DALT.PHP
Lessons

Observability

If you can't see it, you can't fix it. Learn how to use pg_stat_statements to find slow queries and add indexes where they are needed.

You Can't Fix What You Can't See

Your application is running in production. Suddenly, page loads take 5 seconds. Users are complaining. CPU usage on the database server is at 100%.

What do you do?

If you don't have observability, you guess. You add random indexes. You restart the server.

With observability, you ask the database exactly which query is causing the problem, and it tells you. This lesson covers how to find slow queries and how to safely track request metrics in your PHP application.

Learning Objectives

  • Enable and query pg_stat_statements to find slow queries
  • Read EXPLAIN ANALYZE output to verify if an index is missing
  • Safely log request metrics in PHP without crashing the user's request

pg_stat_statements

pg_stat_statements is a built-in Postgres extension that records statistics about all SQL queries executed. It tracks how many times a query was run, the total time it took, and how much CPU/IO it consumed.

Enabling it

In Docker Compose, you must tell Postgres to load the library on boot:

  db:
    image: postgres:16-alpine
    command: postgres -c shared_preload_libraries=pg_stat_statements

Then, connect to your database and create the extension:

CREATE EXTENSION IF NOT EXISTS pg_stat_statements;

Finding Slow Queries

Run this to find the top 5 queries taking the most cumulative time:

SELECT 
    query, 
    calls, 
    total_exec_time, 
    mean_exec_time, 
    rows
FROM pg_stat_statements 
ORDER BY total_exec_time DESC 
LIMIT 5;

What to look for:

  • High mean_exec_time (e.g., > 100ms) indicates a query that is fundamentally slow (probably missing an index).
  • High calls with low mean_exec_time but high total_exec_time indicates an N+1 query problem in your PHP code.

The Missing Index Problem

If pg_stat_statements points to a query like this:

SELECT id, title FROM posts WHERE user_id = $1 AND status = $2;

You need to figure out why it's slow. Run it through EXPLAIN ANALYZE in psql:

EXPLAIN ANALYZE SELECT id, title FROM posts WHERE user_id = 5 AND status = 'published';

If the output says Seq Scan on posts and the table has 1 million rows, Postgres is reading the entire table from disk.

The fix is to add an index. Because the query filters on both user_id and status, a composite index is best:

CREATE INDEX CONCURRENTLY idx_posts_user_status ON posts(user_id, status);

(Note: CONCURRENTLY allows Postgres to build the index without locking the table for writes.
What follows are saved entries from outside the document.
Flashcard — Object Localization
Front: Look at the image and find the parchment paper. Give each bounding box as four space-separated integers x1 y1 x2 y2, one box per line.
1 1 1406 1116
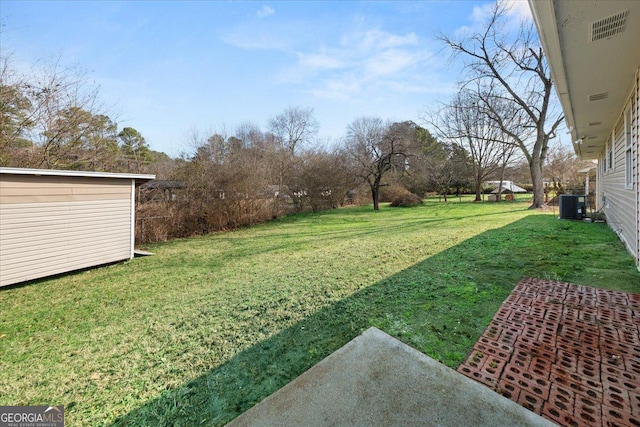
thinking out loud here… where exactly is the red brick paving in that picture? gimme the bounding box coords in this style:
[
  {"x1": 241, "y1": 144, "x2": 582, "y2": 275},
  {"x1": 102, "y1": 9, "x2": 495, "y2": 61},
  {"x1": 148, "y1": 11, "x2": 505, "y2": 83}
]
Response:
[{"x1": 457, "y1": 278, "x2": 640, "y2": 427}]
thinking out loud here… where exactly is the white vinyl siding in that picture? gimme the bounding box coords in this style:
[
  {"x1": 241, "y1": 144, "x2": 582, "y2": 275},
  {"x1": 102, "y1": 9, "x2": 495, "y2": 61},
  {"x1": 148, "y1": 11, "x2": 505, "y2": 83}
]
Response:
[
  {"x1": 598, "y1": 72, "x2": 639, "y2": 267},
  {"x1": 635, "y1": 71, "x2": 640, "y2": 268},
  {"x1": 0, "y1": 172, "x2": 144, "y2": 287},
  {"x1": 625, "y1": 104, "x2": 633, "y2": 189}
]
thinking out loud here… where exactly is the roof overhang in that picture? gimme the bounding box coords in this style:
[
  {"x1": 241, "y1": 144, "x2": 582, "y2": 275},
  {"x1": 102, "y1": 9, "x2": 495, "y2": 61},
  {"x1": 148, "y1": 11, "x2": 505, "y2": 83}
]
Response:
[
  {"x1": 529, "y1": 0, "x2": 640, "y2": 160},
  {"x1": 0, "y1": 167, "x2": 155, "y2": 185}
]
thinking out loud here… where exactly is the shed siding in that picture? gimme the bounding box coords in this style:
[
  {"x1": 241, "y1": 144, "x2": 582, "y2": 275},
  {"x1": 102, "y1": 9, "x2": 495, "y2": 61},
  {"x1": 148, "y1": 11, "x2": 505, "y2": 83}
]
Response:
[
  {"x1": 597, "y1": 72, "x2": 639, "y2": 267},
  {"x1": 0, "y1": 175, "x2": 133, "y2": 287},
  {"x1": 0, "y1": 175, "x2": 129, "y2": 204}
]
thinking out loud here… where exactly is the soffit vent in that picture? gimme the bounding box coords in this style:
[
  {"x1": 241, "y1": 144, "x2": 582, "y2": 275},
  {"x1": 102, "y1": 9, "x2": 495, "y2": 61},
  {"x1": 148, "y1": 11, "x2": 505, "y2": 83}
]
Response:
[
  {"x1": 591, "y1": 10, "x2": 628, "y2": 41},
  {"x1": 588, "y1": 121, "x2": 602, "y2": 127},
  {"x1": 589, "y1": 92, "x2": 609, "y2": 102}
]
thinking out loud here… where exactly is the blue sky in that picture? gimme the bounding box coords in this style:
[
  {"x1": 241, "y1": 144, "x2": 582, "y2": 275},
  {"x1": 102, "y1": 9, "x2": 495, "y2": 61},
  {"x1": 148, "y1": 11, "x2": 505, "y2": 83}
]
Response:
[{"x1": 1, "y1": 1, "x2": 532, "y2": 157}]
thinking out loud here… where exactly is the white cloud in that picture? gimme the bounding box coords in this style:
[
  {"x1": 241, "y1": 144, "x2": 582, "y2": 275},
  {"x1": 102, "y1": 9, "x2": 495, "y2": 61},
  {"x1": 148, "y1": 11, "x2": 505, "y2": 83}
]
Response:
[
  {"x1": 257, "y1": 5, "x2": 275, "y2": 18},
  {"x1": 308, "y1": 76, "x2": 363, "y2": 101},
  {"x1": 282, "y1": 27, "x2": 437, "y2": 102},
  {"x1": 297, "y1": 52, "x2": 343, "y2": 70},
  {"x1": 470, "y1": 2, "x2": 494, "y2": 25},
  {"x1": 364, "y1": 49, "x2": 420, "y2": 78},
  {"x1": 341, "y1": 28, "x2": 419, "y2": 52},
  {"x1": 453, "y1": 0, "x2": 532, "y2": 40},
  {"x1": 468, "y1": 0, "x2": 531, "y2": 28},
  {"x1": 359, "y1": 29, "x2": 418, "y2": 50},
  {"x1": 223, "y1": 17, "x2": 441, "y2": 104},
  {"x1": 222, "y1": 27, "x2": 289, "y2": 50},
  {"x1": 504, "y1": 0, "x2": 533, "y2": 21}
]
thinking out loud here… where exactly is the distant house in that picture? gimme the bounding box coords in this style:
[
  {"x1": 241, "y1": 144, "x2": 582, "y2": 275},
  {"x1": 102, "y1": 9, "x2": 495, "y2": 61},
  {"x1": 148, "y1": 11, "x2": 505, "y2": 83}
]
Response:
[
  {"x1": 486, "y1": 181, "x2": 528, "y2": 194},
  {"x1": 529, "y1": 0, "x2": 640, "y2": 268},
  {"x1": 0, "y1": 168, "x2": 154, "y2": 287},
  {"x1": 139, "y1": 180, "x2": 185, "y2": 202}
]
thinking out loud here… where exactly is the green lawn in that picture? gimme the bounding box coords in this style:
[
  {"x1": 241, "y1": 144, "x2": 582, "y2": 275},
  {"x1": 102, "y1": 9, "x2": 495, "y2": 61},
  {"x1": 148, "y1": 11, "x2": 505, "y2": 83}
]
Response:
[{"x1": 1, "y1": 199, "x2": 638, "y2": 426}]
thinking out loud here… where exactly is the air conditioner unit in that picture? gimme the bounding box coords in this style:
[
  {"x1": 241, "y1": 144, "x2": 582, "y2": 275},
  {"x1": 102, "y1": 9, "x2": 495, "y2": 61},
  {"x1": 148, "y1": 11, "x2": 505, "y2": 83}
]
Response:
[{"x1": 559, "y1": 195, "x2": 586, "y2": 220}]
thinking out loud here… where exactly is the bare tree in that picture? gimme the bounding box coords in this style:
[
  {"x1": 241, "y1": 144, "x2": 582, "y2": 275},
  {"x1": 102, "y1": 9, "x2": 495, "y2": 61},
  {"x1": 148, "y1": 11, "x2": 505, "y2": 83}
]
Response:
[
  {"x1": 32, "y1": 65, "x2": 108, "y2": 168},
  {"x1": 0, "y1": 54, "x2": 117, "y2": 169},
  {"x1": 268, "y1": 106, "x2": 319, "y2": 155},
  {"x1": 544, "y1": 144, "x2": 592, "y2": 198},
  {"x1": 424, "y1": 141, "x2": 470, "y2": 202},
  {"x1": 296, "y1": 146, "x2": 359, "y2": 212},
  {"x1": 267, "y1": 106, "x2": 319, "y2": 214},
  {"x1": 387, "y1": 122, "x2": 446, "y2": 197},
  {"x1": 346, "y1": 117, "x2": 413, "y2": 211},
  {"x1": 236, "y1": 122, "x2": 269, "y2": 153},
  {"x1": 428, "y1": 90, "x2": 510, "y2": 201},
  {"x1": 440, "y1": 1, "x2": 564, "y2": 208},
  {"x1": 0, "y1": 54, "x2": 35, "y2": 166},
  {"x1": 175, "y1": 129, "x2": 275, "y2": 234}
]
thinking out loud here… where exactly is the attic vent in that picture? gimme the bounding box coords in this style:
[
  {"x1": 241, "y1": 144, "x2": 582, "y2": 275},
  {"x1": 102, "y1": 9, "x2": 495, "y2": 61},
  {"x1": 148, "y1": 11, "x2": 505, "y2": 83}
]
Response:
[
  {"x1": 591, "y1": 10, "x2": 628, "y2": 41},
  {"x1": 588, "y1": 121, "x2": 602, "y2": 126},
  {"x1": 586, "y1": 136, "x2": 598, "y2": 140},
  {"x1": 589, "y1": 92, "x2": 609, "y2": 102}
]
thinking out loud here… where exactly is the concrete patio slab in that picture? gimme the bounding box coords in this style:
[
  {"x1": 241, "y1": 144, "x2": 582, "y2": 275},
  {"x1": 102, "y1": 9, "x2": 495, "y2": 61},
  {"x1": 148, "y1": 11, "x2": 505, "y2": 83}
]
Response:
[{"x1": 227, "y1": 327, "x2": 556, "y2": 427}]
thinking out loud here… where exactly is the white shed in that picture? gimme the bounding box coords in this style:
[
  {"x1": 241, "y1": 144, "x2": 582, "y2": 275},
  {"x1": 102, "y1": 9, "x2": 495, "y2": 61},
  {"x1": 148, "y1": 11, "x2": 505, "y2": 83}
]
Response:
[
  {"x1": 0, "y1": 168, "x2": 155, "y2": 287},
  {"x1": 490, "y1": 182, "x2": 528, "y2": 194}
]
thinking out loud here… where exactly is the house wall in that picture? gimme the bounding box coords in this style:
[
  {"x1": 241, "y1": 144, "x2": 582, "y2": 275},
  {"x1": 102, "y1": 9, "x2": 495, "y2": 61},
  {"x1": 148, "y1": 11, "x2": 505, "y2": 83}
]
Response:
[
  {"x1": 635, "y1": 71, "x2": 640, "y2": 268},
  {"x1": 597, "y1": 70, "x2": 639, "y2": 267},
  {"x1": 0, "y1": 174, "x2": 134, "y2": 287}
]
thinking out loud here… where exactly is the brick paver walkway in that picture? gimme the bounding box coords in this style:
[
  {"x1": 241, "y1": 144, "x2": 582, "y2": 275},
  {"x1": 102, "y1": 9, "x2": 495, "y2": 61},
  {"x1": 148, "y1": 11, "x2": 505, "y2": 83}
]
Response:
[{"x1": 458, "y1": 278, "x2": 640, "y2": 427}]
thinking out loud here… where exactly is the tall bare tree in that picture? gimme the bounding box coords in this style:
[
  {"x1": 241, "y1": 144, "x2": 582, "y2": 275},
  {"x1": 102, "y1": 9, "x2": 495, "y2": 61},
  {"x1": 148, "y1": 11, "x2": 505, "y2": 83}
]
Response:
[
  {"x1": 268, "y1": 106, "x2": 319, "y2": 155},
  {"x1": 267, "y1": 106, "x2": 319, "y2": 215},
  {"x1": 440, "y1": 1, "x2": 564, "y2": 208}
]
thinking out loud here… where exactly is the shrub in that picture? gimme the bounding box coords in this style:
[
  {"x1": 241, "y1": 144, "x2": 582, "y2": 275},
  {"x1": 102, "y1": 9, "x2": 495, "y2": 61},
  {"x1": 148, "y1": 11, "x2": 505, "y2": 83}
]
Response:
[
  {"x1": 379, "y1": 183, "x2": 410, "y2": 202},
  {"x1": 390, "y1": 192, "x2": 424, "y2": 207},
  {"x1": 518, "y1": 183, "x2": 534, "y2": 192},
  {"x1": 483, "y1": 186, "x2": 496, "y2": 194}
]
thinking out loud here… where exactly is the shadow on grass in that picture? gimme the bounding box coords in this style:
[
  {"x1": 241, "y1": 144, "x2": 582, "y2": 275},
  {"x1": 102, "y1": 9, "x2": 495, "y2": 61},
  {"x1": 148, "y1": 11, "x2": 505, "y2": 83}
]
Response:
[
  {"x1": 109, "y1": 215, "x2": 639, "y2": 427},
  {"x1": 188, "y1": 204, "x2": 530, "y2": 263}
]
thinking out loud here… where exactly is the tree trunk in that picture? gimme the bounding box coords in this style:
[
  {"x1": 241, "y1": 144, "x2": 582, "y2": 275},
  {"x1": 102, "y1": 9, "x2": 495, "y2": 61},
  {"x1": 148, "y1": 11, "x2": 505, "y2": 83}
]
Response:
[
  {"x1": 471, "y1": 162, "x2": 483, "y2": 202},
  {"x1": 496, "y1": 176, "x2": 504, "y2": 203},
  {"x1": 371, "y1": 186, "x2": 380, "y2": 211},
  {"x1": 529, "y1": 157, "x2": 546, "y2": 209}
]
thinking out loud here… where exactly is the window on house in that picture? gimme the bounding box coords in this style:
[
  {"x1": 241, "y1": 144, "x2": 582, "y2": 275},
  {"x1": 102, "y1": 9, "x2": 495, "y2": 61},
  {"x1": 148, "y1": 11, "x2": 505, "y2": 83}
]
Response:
[
  {"x1": 625, "y1": 103, "x2": 633, "y2": 188},
  {"x1": 609, "y1": 134, "x2": 615, "y2": 171},
  {"x1": 604, "y1": 141, "x2": 609, "y2": 173}
]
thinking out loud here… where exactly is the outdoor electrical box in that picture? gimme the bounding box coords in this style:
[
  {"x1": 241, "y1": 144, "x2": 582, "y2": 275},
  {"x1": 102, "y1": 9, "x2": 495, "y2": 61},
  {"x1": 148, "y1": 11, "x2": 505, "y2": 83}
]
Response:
[{"x1": 559, "y1": 195, "x2": 586, "y2": 220}]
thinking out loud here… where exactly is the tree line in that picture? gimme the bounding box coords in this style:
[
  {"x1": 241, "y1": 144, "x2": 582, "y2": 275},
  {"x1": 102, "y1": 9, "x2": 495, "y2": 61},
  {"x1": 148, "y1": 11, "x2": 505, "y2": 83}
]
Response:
[
  {"x1": 0, "y1": 57, "x2": 168, "y2": 172},
  {"x1": 145, "y1": 109, "x2": 478, "y2": 242},
  {"x1": 0, "y1": 53, "x2": 482, "y2": 242},
  {"x1": 2, "y1": 1, "x2": 594, "y2": 243}
]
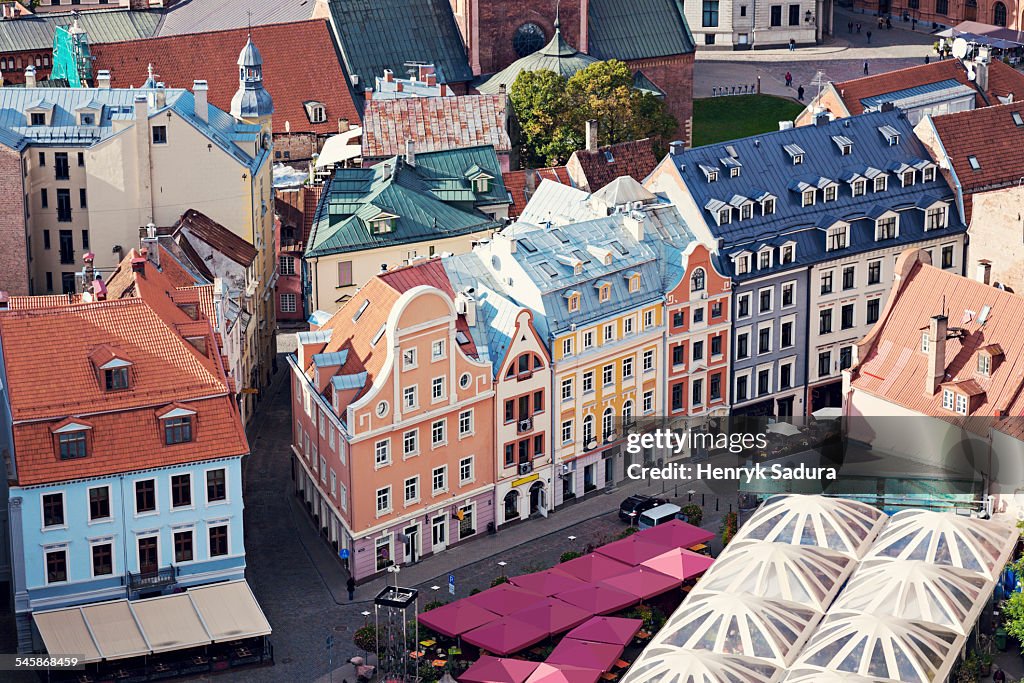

Always use it in production on large tables.)


Request Logging in PHP

It's useful to log every HTTP request to a database table to monitor traffic, response times, and errors.

CREATE TABLE request_log (
    id BIGSERIAL PRIMARY KEY,
    method TEXT,
    uri TEXT,
    status_code INTEGER,
    duration_ms INTEGER,
    created_at TIMESTAMPTZ DEFAULT NOW()
);

Safe Logging

If your logging query fails (e.g., the request_log table is locked), it should never crash the user's actual request.

Wrap the logging logic in a try/catch and swallow the exception.

// In your framework's shutdown function or middleware:
try {
    $duration = (microtime(true) - $_SERVER['REQUEST_TIME_FLOAT']) * 1000;
    
    $db->query(
        'INSERT INTO request_log (method, uri, status_code, duration_ms) 
         VALUES (:method, :uri, :status, :duration)',
        [
            'method'   => $_SERVER['REQUEST_METHOD'],
            'uri'      => $_SERVER['REQUEST_URI'],
            'status'   => http_response_code(),
            'duration' => $duration
        ]
    );
} catch (\Exception $e) {
    // Log to a local file, but DO NOT rethrow or crash.
    // The user's request is already complete.
    error_log("Failed to insert request log: " . $e->getMessage());
}

Building an Admin Dashboard Endpoint

You can expose these metrics to an admin panel by creating a specific endpoint:

// GET /admin/slow-queries
$db = \Core\App::resolve(\Core\Database::class);

$queries = $db->query(
    'SELECT query, calls, mean_exec_time 
     FROM pg_stat_statements 
     ORDER BY mean_exec_time DESC 
     LIMIT 10'
)->get();

header('Content-Type: application/json');
echo json_encode(['data' => $queries]);

This gives you a real-time dashboard of database health without logging into the server.


Your Task

Load the broken challenge:

php artisan challenge:start db-slow-queries

A migration file database/migrations/004_add_indexes.sql has been provided, but it is empty.

There are two controllers executing queries that filter on columns without indexes, resulting in sequential scans.

  1. Check the controllers to see what columns they are filtering on in their WHERE clauses.
  2. Update the migration file to add the missing indexes on those columns.